Given we want to check if a feature is turned on for a user, let’s start with our inputs:

  • User: { id: 1 }

  • Feature: { name: “ner_calculator” }

  • Percentage of time this feature should be on: 30 (note: we’ll use whole number representations of percentages to keep things simple)

If we could get a deterministic pseudo-random number based on the given user and feature then we should be able to use the same approach as above. Something along the lines of:

def open?(user, feature, percentage)
  rand(user, feature) < percentage
end

We know we can’t use rand as it only accepts one integer argument, not a user or feature. This is where Flipper gets very clever. I’ll show a simplified example (as to avoid needing to understand any of the implementation details such as how Flipper stores values in your datastore) of how Flipper accomplishes the percent of actors gate, and then explain step-by-step what’s going on.

def open?(user, feature, percentage)
  id = "#{user.id}#{feature.name}"
  Zlibcrc32(id) % 100 < percentage
end

Genius. The interesting idea here is figuring out how to generate a random number given a user and a feature. The key point is that this random number needs to always be the same number given the same inputs. Otherwise this gate would act more like a percentage of time gate and sometimes say yes this feature is enabled for this user and other times say no. Flipper accomplishes this via the crc32 checksum, a commonly used algorithm to detect accidental changes to data sent over a network, as a hashing function. Hashing algorithms take some input and (ideally) produce a unique output. Crc32 serves as a great hashing algorithm for our case because its efficient and only produces integers unlike some other hashing algorithms such as SHA-1 and MD5 that produce alphanumerics. The important thing to note here is that crc32 isn’t a perfect solution for our use case, but its good enough. The outputs aren’t random or else we’d end up with non-deterministic values. They’re just seemingly random!

e.g. crc32 checksum of two similar strings. Notice there is seemingly no similarity between the two produced values despite the similarity of inputs. Given the same inputs the output will always be the same.

Zlib.crc32("alex")

=> 2772900818

Zlib.crc32("Rlex")

=> 1205423261

Zlib.crc32("Rlex")

=> 1205423261

One more hashing function to make sure we all understand the high-level idea because it is important for this conversation. Say we have a hash function that given a string input returns the sum of its bytes.

def hash_str(str)
  str.bytes.reduce(:+)
end

Hashing a few strings:

hash_str("ruby")

=> 450

hash_str("Alex")

=> 394

At first this might seem like a decent hash function, but its actually horrible. Without even getting into the issues with passing in strings with varying encodings (Definitely check out my post on character encodings if you’re not up to speed on how computers handle characters. hint: “Alex” might not always sum to 394), its a bad hash function because its capable of producing many collisions. A collision is when two or more inputs hash to the same output. By simply rearranging the characters we’re not changing the total number of bytes so:

hash_str("xlAe")
hash_str("eAlx")
hash_str("lxeA")

all hash to 394! - assuming we’re working with ASCII or UTF-8 encoded strings.

Back to Flipper.

open? takes the user’s id and concatenates it with the feature name.

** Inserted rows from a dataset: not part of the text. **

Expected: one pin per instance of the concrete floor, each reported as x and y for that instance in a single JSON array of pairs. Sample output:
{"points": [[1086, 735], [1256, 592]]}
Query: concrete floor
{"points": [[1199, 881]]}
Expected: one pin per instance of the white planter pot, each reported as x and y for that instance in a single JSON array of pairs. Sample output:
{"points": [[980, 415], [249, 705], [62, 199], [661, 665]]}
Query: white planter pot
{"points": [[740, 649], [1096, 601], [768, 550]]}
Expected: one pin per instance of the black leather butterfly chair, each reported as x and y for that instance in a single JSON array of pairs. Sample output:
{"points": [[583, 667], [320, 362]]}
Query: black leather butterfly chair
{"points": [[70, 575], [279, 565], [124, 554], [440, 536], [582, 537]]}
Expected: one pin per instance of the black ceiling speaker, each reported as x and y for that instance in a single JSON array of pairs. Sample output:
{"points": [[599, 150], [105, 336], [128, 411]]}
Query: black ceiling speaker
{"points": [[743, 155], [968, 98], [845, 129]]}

def open?(user, feature, percentage)
  id = "#{user.id}#{feature.name}"
  Zlibcrc32(id) % 100 < percentage
end

Substituting id with its value for a user with id: 22 and feature name: :ner_calculator. We get:

Zlib.crc32("22ner_calculator") % 100 < percentage

Futher reducing the lefthand side of the equation we calculate the crc32 checksum of “22ner_calculator” to get:

1316767308 % 100 < percentage

Since crc32 checksums are large integers we mod the result by 100 to get a value between 0 and 100:

8 < percentage

Finally we stated we’re checking this user and feature with a percentage of 30:

8 < 30

At last Flipper tells us, “Yes, Alex, this user is enabled for this feature based on this percentage”:

=> true

Hopefully you’ve learned something and have a new-found appreciation for randomness! Be sure to check out the actual source code as you’re armed with enough knowledge to know exactly how these features are implemented.